Why I said yes to Guidione
This is Guidione Machava's idea, not mine. He built World Class Design, and when he asked me to come on board to run distribution, I didn't need much convincing. Guidione and I go back years. We ran World Class Design conferences together back when I was in France, meeting founders and designers through Mistral, Epitech and Station F. We've also been building The Lawyer Guide together for more than a year now. I know how he thinks, how he executes, and how he handles pressure when things don't go as planned. That kind of trust doesn't come from a pitch deck, it comes from actually building something together first.
Where we're starting
We're not launching everywhere at once. France is first, because Guidione is based there and we can put a sales team on the ground immediately. On my side, I'm developing Singapore myself, which means meeting founders directly, pitching the product in person, and organizing conferences the same way we did in France. This isn't a platform we're going to grow purely through ads and hope. It's going to grow the same way trust always grows, one real conversation at a time, in the markets where we can actually show up.

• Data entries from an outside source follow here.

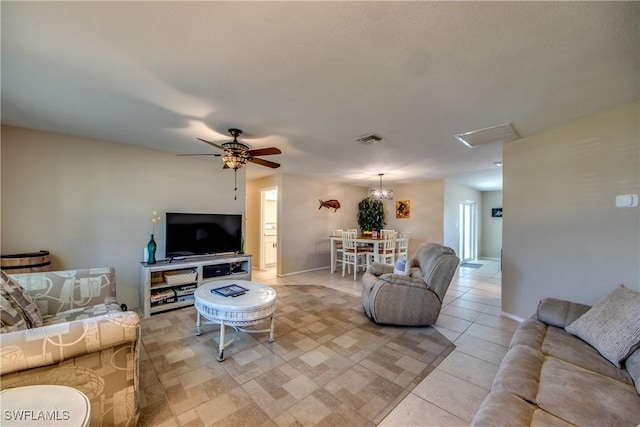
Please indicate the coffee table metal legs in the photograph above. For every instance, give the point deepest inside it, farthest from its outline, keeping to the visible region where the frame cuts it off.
(224, 344)
(221, 346)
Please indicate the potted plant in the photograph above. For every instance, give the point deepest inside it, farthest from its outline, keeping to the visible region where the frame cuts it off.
(370, 215)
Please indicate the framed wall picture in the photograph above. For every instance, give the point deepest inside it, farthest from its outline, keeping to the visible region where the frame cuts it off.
(403, 209)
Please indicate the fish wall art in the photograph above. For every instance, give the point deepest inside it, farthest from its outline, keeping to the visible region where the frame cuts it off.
(330, 204)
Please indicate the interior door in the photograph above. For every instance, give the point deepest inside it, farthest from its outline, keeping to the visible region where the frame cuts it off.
(269, 228)
(468, 233)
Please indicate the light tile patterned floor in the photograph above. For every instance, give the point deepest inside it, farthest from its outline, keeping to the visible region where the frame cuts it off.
(202, 392)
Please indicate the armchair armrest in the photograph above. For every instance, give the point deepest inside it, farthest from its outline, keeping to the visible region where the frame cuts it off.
(559, 313)
(55, 343)
(378, 269)
(57, 291)
(402, 280)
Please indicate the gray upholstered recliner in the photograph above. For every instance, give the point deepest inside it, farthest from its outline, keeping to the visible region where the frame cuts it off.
(413, 300)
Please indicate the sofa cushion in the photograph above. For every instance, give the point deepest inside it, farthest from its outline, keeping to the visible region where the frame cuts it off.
(83, 313)
(562, 345)
(519, 372)
(20, 301)
(559, 313)
(585, 398)
(612, 325)
(530, 333)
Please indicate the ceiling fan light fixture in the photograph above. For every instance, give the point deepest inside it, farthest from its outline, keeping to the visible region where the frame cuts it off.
(381, 193)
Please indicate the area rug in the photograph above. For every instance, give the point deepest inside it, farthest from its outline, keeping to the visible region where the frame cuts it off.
(470, 265)
(328, 365)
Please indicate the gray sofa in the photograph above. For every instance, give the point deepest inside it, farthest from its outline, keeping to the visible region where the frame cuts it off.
(550, 377)
(414, 299)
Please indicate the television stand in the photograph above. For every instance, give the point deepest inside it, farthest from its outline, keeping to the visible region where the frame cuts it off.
(171, 283)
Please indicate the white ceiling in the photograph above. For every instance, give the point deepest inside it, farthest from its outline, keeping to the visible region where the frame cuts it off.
(311, 77)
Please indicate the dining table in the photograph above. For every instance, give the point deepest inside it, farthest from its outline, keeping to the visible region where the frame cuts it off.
(360, 239)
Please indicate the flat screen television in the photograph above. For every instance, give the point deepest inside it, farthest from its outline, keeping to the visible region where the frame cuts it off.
(191, 234)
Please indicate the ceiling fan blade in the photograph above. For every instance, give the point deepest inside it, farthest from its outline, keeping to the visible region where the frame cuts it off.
(263, 162)
(264, 151)
(211, 143)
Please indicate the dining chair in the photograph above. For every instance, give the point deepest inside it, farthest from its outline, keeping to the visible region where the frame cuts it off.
(385, 231)
(338, 244)
(403, 244)
(387, 250)
(352, 254)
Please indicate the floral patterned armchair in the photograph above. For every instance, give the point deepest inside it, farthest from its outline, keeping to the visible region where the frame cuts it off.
(65, 327)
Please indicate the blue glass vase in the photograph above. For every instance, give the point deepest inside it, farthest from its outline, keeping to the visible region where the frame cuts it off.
(151, 251)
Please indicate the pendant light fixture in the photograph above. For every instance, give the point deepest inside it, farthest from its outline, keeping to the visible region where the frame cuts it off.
(381, 193)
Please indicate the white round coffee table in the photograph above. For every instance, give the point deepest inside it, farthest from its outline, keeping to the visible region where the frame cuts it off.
(254, 305)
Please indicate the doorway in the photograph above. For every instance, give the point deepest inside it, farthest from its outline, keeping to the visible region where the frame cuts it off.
(468, 237)
(268, 228)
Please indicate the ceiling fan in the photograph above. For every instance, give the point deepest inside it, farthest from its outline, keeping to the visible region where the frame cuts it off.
(236, 154)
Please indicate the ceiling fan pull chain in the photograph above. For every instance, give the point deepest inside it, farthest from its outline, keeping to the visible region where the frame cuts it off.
(235, 183)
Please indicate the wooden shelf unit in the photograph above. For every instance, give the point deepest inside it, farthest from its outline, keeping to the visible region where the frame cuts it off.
(153, 277)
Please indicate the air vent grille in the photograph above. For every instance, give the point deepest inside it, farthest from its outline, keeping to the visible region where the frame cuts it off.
(500, 133)
(370, 139)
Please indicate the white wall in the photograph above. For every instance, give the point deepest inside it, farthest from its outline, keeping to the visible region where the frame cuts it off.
(90, 202)
(454, 194)
(563, 236)
(425, 223)
(491, 237)
(304, 229)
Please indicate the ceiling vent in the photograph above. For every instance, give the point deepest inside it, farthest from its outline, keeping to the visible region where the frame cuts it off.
(370, 139)
(500, 133)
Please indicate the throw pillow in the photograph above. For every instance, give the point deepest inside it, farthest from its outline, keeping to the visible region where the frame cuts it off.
(402, 266)
(10, 319)
(20, 300)
(612, 325)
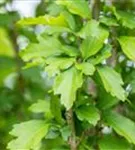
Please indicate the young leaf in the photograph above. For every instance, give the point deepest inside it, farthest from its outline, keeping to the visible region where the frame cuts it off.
(41, 106)
(60, 63)
(29, 134)
(93, 29)
(90, 46)
(67, 84)
(45, 20)
(122, 125)
(104, 54)
(88, 113)
(105, 100)
(44, 48)
(127, 18)
(78, 7)
(112, 82)
(128, 46)
(86, 68)
(114, 143)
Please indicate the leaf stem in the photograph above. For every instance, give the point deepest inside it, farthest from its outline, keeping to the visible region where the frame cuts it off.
(70, 120)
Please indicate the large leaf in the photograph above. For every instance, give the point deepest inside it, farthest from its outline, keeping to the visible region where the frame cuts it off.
(45, 20)
(93, 29)
(112, 82)
(128, 46)
(88, 113)
(122, 125)
(78, 7)
(29, 135)
(44, 48)
(67, 84)
(113, 143)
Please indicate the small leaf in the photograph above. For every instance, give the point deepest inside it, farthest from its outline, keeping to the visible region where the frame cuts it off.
(45, 20)
(127, 19)
(90, 46)
(78, 7)
(88, 113)
(65, 132)
(112, 82)
(122, 125)
(105, 100)
(128, 46)
(109, 21)
(104, 54)
(60, 63)
(114, 143)
(67, 84)
(41, 106)
(29, 134)
(86, 68)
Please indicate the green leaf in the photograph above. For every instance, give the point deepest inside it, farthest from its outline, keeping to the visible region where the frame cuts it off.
(7, 66)
(65, 132)
(55, 107)
(128, 46)
(104, 54)
(93, 29)
(41, 106)
(29, 134)
(112, 82)
(127, 19)
(86, 68)
(61, 63)
(78, 7)
(105, 100)
(6, 47)
(122, 125)
(113, 143)
(88, 113)
(70, 20)
(66, 84)
(109, 21)
(44, 48)
(50, 30)
(90, 46)
(45, 20)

Today I'm officially joining Guidione on World Class Design as Chief Commercial Officer, responsible for getting this product in front of the companies and designers who need it. The design hiring market has been stuck for a long time, running on outdated assumptions about what a good process looks like. Guidione built something that actually challenges that, and I'd rather put my energy into getting it in front of people than watch someone else get there first.